Pour l’instant, le gouvernement kirghize n’a pas défini de stratégie de soft power. Au lieu de cela, selon le Dr Aijan Sharshenova, le soft power du Kirghizistan est « un hommage à des individus incroyables originaires du Kirghizistan et à de joyeux accidents aléatoires ». Cette idée s’applique à la popularité mondiale de D Billions et à son émergence en tant que personnalités de la diplomatie publique. Le 27 mars, l’ambassadeur de France au Kirghizistan, François Delaus, s’est rendu au studio de D Billions pour discuter de la chaîne francophone du groupe (et poser pour une photo loufoque avec Cha-Cha).
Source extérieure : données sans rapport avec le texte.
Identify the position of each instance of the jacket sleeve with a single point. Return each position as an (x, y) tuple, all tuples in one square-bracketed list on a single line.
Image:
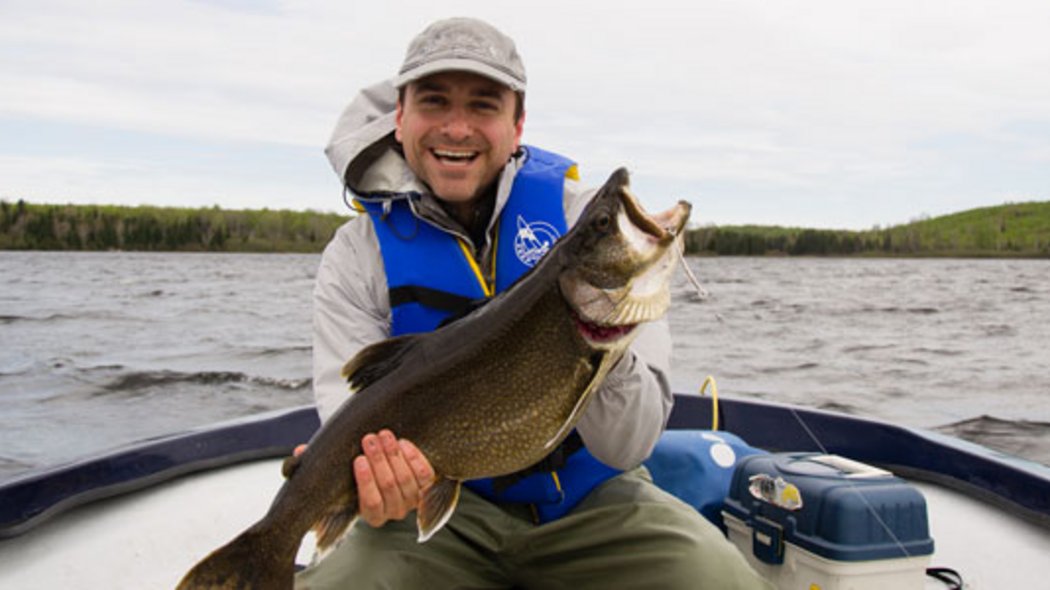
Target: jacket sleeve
[(351, 309), (630, 411)]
Le 24 avril, D Billions a rencontré Leslie Viguery, l’ambassadeur des États-Unis au Kirghizistan, et Donald Lu, ancien ambassadeur des États-Unis au Kirghizistan et actuel secrétaire d’État adjoint pour l’Asie centrale et du Sud, pour discuter de la prochaine tournée mondiale du groupe.
Bien qu’il soit possible d’améliorer l’image de marque nationale du Kirghizistan, le simple fait qu’il y ait une conversation émergente sur le potentiel de puissance douce du Kirghizistan marque une étape importante. Une grande partie de ce qui est écrit sur le soft power en Asie centrale se concentre sur des pays comme le Kirghizistan en tant que destinataires passifs de l’influence culturelle russe, chinoise et américaine. Inverser le script et centrer une centrale de contenu kirghize comme D Billions reflète la visibilité et la puissance croissantes du Sud global.